The younger Wright’s mother, Liberty Kovacs, said Friday that her son created his first poem when he was 3 and recited it to his father. “He said it because he couldn’t write it,” Kovacs said. “Jim was so thrilled to hear his son say a little poem that he told his teacher, Theodore Roethke. Roethke said, ‘Wow, I wish I had said that!’”
Wright grew up among famous poets. Besides Roethke, his father’s friends included John Berryman and Anne Sexton. “I thought they were all nuts,” Wright said in the Arkansas Democrat-Gazette in 2004. “They were all big drinkers. It took me a long time to realize that one could be an artist and lead a normal life.”
After his parents divorced when he was 8, he moved with his mother and younger brother, Marshall, to San Francisco, where she remarried. He later said his stepfather, like his father, was physically abusive.
My dad beat me with his belt
for my edification and further
improvement and later that other
stranger took over
somewhat more expertly
When he was 16 Wright fell into clinical depression but improved and went to Oberlin College. There he became addicted to drugs and alcohol, but he also published his first poem, in the magazine Field. In 1976, the year before he graduated, his first book of poetry was published, “Tapping the White Cane of Solitude.”
His second volume came out in 1980, the year his father died of tongue cancer at 52.
His reputation grew with prestigious fellowships, including from the National Endowment for the Arts, Guggenheim and the Whiting Foundation; he won the PEN/Voelcker Award for Poetry in 1996. But during the same period he was in and out of institutions for alcoholism and manic-depression. He lost a teaching job at Emerson College in Boston because of his drinking.
For more than a year in the late 1990s his depression was so paralyzing he could barely leave his bed. “I thought of nothing but suicide, even in sleep,” he recalled in the New York Times in 2004.
who can sleep. Who has time
to prepare for the big day
when he will be required
to say goodbye to everyone
Two events brought a break in his clouds.
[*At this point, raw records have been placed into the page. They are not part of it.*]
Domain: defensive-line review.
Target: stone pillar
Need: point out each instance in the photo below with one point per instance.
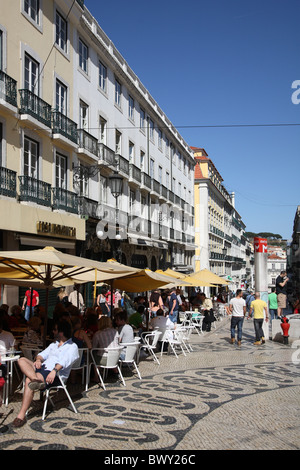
(261, 273)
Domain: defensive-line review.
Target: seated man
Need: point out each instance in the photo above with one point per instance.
(125, 331)
(57, 357)
(164, 324)
(161, 321)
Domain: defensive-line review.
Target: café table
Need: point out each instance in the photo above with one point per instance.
(9, 359)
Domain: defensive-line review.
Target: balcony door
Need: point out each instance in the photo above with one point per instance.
(31, 75)
(61, 98)
(31, 158)
(61, 171)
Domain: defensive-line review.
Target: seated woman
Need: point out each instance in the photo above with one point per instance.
(33, 334)
(105, 337)
(79, 336)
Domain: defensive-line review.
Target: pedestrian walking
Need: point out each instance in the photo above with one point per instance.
(260, 309)
(30, 301)
(281, 291)
(273, 305)
(249, 299)
(237, 308)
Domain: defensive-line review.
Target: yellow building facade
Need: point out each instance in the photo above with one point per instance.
(37, 201)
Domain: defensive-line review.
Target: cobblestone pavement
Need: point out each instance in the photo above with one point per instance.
(220, 396)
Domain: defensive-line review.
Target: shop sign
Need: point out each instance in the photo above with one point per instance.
(55, 230)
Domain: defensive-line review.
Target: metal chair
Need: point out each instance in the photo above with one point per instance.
(173, 339)
(197, 320)
(62, 386)
(109, 359)
(131, 352)
(82, 363)
(150, 343)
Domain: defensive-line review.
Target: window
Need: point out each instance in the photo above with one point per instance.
(131, 152)
(1, 143)
(142, 161)
(151, 130)
(179, 161)
(84, 115)
(83, 56)
(142, 119)
(118, 90)
(103, 189)
(131, 108)
(61, 32)
(1, 49)
(167, 180)
(102, 76)
(131, 200)
(159, 139)
(102, 130)
(61, 97)
(31, 74)
(61, 171)
(160, 174)
(151, 167)
(118, 142)
(32, 8)
(31, 154)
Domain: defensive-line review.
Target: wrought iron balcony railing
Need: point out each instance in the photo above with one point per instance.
(61, 124)
(8, 182)
(34, 190)
(35, 106)
(107, 155)
(8, 88)
(87, 141)
(65, 200)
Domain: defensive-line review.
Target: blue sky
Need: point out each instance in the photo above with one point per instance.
(224, 63)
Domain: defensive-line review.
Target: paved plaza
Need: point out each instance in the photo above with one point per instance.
(218, 397)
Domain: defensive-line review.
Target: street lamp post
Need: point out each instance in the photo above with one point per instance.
(116, 185)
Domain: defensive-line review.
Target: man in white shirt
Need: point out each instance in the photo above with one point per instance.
(57, 357)
(7, 341)
(237, 307)
(161, 321)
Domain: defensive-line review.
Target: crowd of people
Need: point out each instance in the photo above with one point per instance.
(115, 319)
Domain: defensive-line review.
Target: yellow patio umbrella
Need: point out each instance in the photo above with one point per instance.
(205, 278)
(142, 281)
(49, 266)
(171, 273)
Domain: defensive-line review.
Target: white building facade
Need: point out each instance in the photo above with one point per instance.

The first was a chance encounter with a former student from Emerson, Elizabeth Oehlkers. They fell in love and, in 1999, were married.
That same year he converted to Catholicism, and his spiritual awakening opened a floodgate. “I would go to Mass and I would no sooner sit down than entire poems would appear full-blown,” Wright said in a 2006 interview in the journal Image. “I had not been able to write a word for three years before this.”
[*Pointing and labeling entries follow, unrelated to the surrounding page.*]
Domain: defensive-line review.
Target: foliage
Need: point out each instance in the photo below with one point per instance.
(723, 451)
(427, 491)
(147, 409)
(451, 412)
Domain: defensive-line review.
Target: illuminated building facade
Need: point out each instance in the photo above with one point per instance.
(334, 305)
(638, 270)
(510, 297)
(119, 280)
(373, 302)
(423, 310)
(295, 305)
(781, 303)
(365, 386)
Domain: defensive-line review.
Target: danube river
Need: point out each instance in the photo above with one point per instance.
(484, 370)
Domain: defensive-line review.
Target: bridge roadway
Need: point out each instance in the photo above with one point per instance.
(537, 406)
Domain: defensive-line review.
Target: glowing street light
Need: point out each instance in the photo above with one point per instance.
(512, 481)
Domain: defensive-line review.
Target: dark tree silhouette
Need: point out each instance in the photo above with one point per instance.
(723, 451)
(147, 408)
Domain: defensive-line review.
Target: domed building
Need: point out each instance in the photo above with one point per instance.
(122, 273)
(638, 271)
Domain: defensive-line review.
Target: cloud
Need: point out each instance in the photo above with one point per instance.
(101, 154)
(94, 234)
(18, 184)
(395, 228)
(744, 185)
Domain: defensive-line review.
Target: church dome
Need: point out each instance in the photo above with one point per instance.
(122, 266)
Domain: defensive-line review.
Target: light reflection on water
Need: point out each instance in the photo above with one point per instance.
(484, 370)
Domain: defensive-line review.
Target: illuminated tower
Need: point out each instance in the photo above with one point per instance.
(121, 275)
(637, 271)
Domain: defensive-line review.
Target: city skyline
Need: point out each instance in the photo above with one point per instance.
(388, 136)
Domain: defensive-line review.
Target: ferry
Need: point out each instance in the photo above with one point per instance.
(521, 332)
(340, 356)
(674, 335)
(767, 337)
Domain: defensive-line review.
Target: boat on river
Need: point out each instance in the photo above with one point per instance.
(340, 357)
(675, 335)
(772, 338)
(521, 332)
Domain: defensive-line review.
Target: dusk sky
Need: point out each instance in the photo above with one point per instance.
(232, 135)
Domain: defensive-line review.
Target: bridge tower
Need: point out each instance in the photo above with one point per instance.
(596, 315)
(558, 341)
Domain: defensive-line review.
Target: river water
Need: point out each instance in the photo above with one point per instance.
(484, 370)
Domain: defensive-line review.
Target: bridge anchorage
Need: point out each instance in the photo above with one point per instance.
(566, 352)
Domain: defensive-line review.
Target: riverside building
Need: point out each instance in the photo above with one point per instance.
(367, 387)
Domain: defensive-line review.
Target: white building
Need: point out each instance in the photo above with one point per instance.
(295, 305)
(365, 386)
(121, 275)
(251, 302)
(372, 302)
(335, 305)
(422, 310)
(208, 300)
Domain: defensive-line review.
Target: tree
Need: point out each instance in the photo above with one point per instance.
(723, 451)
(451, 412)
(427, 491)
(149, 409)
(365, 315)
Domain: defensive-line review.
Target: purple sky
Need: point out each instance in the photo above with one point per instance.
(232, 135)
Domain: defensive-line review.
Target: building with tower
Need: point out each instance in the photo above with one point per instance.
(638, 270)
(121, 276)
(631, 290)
Over the next year he wrote more than 100 poems, about 50 of which formed “The Beforelife,” a Pulitzer finalist in 2002. His next collection was “Walking to Martha’s Vineyard,” which won the prestigious prize in 2004.
Some critics found his work too heavy with sentiment. “Wright’s religious angst, just the right stuff for our shallow, shopping-mall culture, makes his poems the Hallmark cards of the damned,” New Criterion critic William Logan wrote in 2004.
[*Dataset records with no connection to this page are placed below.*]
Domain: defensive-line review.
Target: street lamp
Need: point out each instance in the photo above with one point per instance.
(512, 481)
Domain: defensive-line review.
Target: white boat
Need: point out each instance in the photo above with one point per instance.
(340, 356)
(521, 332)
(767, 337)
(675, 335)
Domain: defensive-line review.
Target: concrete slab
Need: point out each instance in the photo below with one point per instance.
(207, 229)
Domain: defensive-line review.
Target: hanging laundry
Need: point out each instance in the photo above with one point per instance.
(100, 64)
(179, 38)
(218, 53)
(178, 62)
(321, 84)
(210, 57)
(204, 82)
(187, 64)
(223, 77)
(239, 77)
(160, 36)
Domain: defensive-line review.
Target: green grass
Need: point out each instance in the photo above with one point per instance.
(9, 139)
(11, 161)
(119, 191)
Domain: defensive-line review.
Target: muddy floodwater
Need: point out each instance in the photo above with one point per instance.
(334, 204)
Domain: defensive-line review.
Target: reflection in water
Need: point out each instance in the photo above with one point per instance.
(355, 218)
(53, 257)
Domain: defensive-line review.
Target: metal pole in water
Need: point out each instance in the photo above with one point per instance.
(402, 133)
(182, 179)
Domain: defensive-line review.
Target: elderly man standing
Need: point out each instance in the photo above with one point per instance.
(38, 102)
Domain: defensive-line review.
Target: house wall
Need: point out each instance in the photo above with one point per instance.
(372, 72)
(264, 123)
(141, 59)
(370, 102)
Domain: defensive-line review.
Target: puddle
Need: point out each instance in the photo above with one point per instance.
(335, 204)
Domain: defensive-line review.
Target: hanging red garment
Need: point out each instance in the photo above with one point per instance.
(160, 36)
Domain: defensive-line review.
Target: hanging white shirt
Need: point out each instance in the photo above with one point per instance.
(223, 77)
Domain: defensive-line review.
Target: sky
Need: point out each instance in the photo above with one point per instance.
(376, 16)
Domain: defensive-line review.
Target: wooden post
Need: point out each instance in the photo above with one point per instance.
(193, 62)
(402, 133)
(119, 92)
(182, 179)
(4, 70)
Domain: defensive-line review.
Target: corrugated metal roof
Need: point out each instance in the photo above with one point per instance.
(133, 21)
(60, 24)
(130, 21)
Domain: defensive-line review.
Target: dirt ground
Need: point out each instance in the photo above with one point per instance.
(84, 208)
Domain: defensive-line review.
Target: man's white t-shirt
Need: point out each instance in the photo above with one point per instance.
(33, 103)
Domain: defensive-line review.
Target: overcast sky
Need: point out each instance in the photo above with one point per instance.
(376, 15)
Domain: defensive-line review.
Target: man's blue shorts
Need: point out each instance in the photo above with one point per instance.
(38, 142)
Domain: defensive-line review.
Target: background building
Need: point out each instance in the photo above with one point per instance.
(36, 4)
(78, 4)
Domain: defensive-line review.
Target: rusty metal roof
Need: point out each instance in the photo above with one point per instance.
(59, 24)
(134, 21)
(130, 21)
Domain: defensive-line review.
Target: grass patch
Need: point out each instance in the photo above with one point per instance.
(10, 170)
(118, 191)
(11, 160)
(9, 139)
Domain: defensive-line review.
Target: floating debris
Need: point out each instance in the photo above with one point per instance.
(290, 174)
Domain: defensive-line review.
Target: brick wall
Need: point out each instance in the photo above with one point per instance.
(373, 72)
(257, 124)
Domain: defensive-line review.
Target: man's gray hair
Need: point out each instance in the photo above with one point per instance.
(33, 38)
The same critic found virtue in other Wright poems, however, such as this one from a 2009 collection, “Wheeling Motel”:
A strange dog stops and stares quite specifically at me.
There’s a message, but no means of transmitting it.
Sooner or later, I’m telling you, even the pity will cut you down.
And you can only armor yourself in death wish for so long, the
blows are not muffled, it will save you from nothing;
and the idiot drive to go on, and actually be glad to go on,
keeps breaking through ruining everything, even
this last chance for some sort of peace.
Besides his mother, brother and wife, he is survived by a stepbrother, Andre Michael Kovacs.